Ridley Scott, whose film Alien defined the look of outer space movies for decades, returned to orbit with The Martian, an adaptation of the Andy Weir book about stranded space botanist Mark Watney and his attempt to keep himself alive long enough to be rescued. The film had a high difficulty of execution, considering that Watney spends a good portion of the film alone on camera. Much the way that Sandra Bullock pulled that off in Gravity and Tom Hanks did the same in Cast Away, Matt Damon proved to be the ideal actor with the charm and humor to hold the screen while still investing the audience in the emotional core of a man trying to survive for years by growing food and creating water on a planet that has neither. While Scott was inexplicably snubbed for an Oscar, Damon was rewarded with a Best Actor nomination. But how did The Martian fare on the ledger sheet?
THE BOX SCORE
Here are the costs and revenues as our experts see them:
THE BOTTOM LINE
While there was plenty of suspense over whether Damon would get off that planet, there was no doubt The Martian was going to be a big hit when Fox unveiled it at the Toronto Film Festival before its October 2 launch.

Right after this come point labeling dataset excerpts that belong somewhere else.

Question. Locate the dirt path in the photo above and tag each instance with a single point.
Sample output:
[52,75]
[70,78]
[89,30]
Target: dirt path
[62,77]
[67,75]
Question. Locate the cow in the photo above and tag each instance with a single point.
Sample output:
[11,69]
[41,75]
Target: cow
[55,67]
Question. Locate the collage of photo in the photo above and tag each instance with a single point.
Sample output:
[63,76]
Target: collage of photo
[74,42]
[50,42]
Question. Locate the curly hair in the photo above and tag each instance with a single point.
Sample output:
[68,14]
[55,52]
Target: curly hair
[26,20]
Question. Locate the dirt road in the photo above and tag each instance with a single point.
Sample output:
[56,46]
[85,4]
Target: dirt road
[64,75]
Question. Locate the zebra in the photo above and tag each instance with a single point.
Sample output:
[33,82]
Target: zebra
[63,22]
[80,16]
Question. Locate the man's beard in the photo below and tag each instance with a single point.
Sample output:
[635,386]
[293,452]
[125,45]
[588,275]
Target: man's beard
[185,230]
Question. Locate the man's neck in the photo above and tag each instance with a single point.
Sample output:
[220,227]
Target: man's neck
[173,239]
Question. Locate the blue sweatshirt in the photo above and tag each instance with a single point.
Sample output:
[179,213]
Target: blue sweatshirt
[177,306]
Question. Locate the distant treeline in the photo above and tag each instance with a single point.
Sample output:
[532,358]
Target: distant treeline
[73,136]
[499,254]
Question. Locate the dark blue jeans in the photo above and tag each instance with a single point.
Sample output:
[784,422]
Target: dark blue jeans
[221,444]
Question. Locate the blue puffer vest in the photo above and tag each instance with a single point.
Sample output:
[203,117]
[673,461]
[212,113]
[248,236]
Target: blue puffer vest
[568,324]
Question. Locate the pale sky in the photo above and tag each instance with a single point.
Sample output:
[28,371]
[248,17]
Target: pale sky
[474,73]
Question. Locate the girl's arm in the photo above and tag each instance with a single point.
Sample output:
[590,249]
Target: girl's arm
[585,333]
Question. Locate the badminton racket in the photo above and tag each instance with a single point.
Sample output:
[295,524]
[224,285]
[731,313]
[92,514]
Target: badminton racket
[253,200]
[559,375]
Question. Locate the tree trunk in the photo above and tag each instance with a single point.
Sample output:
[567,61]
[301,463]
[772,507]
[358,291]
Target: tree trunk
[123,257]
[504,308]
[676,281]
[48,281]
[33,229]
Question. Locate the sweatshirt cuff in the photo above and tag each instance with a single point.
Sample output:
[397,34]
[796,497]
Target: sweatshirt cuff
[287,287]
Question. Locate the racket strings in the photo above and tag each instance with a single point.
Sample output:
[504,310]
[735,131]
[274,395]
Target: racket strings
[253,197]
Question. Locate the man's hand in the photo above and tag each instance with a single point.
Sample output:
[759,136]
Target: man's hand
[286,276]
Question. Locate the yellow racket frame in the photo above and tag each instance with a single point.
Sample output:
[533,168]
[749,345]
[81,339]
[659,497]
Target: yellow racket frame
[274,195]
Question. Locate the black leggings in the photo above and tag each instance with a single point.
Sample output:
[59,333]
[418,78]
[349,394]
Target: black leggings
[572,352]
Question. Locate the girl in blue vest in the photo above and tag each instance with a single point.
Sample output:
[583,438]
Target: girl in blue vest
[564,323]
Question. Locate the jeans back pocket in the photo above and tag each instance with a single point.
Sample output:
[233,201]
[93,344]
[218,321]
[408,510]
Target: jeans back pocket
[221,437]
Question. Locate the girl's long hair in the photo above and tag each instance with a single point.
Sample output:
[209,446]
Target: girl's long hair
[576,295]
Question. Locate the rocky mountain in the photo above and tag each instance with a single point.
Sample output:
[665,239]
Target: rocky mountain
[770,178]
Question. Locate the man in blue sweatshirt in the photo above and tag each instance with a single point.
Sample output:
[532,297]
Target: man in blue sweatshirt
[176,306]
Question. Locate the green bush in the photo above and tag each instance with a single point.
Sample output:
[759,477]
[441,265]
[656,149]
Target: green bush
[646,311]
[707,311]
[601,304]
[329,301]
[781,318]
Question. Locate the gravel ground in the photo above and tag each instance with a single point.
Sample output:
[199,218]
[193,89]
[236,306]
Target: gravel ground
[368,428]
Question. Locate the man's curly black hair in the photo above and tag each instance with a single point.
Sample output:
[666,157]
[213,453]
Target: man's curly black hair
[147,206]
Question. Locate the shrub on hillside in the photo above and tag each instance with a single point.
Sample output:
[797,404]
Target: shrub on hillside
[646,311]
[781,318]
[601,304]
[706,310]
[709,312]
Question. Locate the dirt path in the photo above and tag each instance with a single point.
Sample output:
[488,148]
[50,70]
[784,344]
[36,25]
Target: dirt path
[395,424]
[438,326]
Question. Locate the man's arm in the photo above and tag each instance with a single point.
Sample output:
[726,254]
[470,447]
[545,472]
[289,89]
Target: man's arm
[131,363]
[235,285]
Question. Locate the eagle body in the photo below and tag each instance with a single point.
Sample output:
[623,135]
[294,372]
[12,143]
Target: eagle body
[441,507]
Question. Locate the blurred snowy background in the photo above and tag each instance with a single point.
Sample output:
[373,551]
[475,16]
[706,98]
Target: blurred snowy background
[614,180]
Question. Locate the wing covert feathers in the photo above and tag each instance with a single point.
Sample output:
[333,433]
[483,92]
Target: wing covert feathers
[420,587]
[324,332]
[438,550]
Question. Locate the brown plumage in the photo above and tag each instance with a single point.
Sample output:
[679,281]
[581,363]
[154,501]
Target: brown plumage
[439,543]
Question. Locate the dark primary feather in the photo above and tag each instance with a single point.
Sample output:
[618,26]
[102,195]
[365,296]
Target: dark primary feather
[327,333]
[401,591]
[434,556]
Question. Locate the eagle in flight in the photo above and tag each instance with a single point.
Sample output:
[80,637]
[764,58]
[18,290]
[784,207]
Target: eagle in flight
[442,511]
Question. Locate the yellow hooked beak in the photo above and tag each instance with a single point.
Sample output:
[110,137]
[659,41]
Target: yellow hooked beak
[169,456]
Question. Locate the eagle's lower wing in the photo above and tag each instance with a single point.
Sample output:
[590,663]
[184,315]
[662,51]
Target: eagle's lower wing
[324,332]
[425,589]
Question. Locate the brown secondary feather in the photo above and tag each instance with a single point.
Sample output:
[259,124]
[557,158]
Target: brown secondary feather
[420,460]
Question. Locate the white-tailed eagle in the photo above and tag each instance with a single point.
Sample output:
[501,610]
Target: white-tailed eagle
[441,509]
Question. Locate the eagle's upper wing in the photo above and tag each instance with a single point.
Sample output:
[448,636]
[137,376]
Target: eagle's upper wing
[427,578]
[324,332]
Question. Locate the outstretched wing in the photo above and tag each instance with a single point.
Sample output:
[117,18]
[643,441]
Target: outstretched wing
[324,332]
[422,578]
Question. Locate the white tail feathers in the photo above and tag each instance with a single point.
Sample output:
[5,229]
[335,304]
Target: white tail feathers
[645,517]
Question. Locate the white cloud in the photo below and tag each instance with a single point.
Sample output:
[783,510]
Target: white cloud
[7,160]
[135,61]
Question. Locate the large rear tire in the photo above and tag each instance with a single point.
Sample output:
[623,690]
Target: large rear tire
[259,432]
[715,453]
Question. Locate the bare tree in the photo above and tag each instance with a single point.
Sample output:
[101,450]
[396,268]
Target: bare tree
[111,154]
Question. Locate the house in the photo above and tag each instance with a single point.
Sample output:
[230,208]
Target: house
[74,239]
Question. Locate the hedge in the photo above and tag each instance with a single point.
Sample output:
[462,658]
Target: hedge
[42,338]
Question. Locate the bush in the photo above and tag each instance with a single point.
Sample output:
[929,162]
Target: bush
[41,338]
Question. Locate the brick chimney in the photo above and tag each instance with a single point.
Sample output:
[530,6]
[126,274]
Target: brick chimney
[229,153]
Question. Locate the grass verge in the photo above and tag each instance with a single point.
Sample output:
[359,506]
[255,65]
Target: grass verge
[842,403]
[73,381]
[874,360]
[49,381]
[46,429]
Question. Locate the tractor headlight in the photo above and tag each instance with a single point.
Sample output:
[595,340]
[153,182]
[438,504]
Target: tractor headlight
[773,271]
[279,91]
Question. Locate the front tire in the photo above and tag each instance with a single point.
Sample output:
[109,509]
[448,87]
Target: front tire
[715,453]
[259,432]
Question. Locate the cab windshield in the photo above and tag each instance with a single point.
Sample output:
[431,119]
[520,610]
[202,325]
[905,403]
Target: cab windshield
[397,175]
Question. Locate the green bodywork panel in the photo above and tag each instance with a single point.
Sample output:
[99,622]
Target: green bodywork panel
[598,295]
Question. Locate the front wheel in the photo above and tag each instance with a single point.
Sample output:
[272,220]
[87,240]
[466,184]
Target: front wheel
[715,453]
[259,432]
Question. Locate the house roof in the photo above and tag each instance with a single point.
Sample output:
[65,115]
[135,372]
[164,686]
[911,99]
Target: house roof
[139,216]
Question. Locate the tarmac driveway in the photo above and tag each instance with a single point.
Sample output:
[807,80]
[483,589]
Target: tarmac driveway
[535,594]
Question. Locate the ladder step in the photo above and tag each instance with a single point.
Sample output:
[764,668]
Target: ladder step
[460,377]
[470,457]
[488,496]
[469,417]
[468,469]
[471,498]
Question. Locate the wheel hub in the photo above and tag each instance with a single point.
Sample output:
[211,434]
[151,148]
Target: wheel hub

A $54M opening-weekend domestic set the tone for a film that grossed over $629M globally, the highest ever for Scott. That included $94M in China, a country that figured in the plot of the film and was portrayed glowingly. They managed to bring in a state-of-the-art 3D space film for a very reasonable $108M budget. Superstar talent let to a higher participation budget line than many of the films we’ve covered so far, but not too excessive. The Martian landed seven Oscar nominations, including Best Picture, and our experts place its net profit payout to Fox at $150M, for a Cash on Cash Return of 1.4. The track record of recent movies set on Mars has been dismal, but The Martian colonized the Red Planet for future journeys.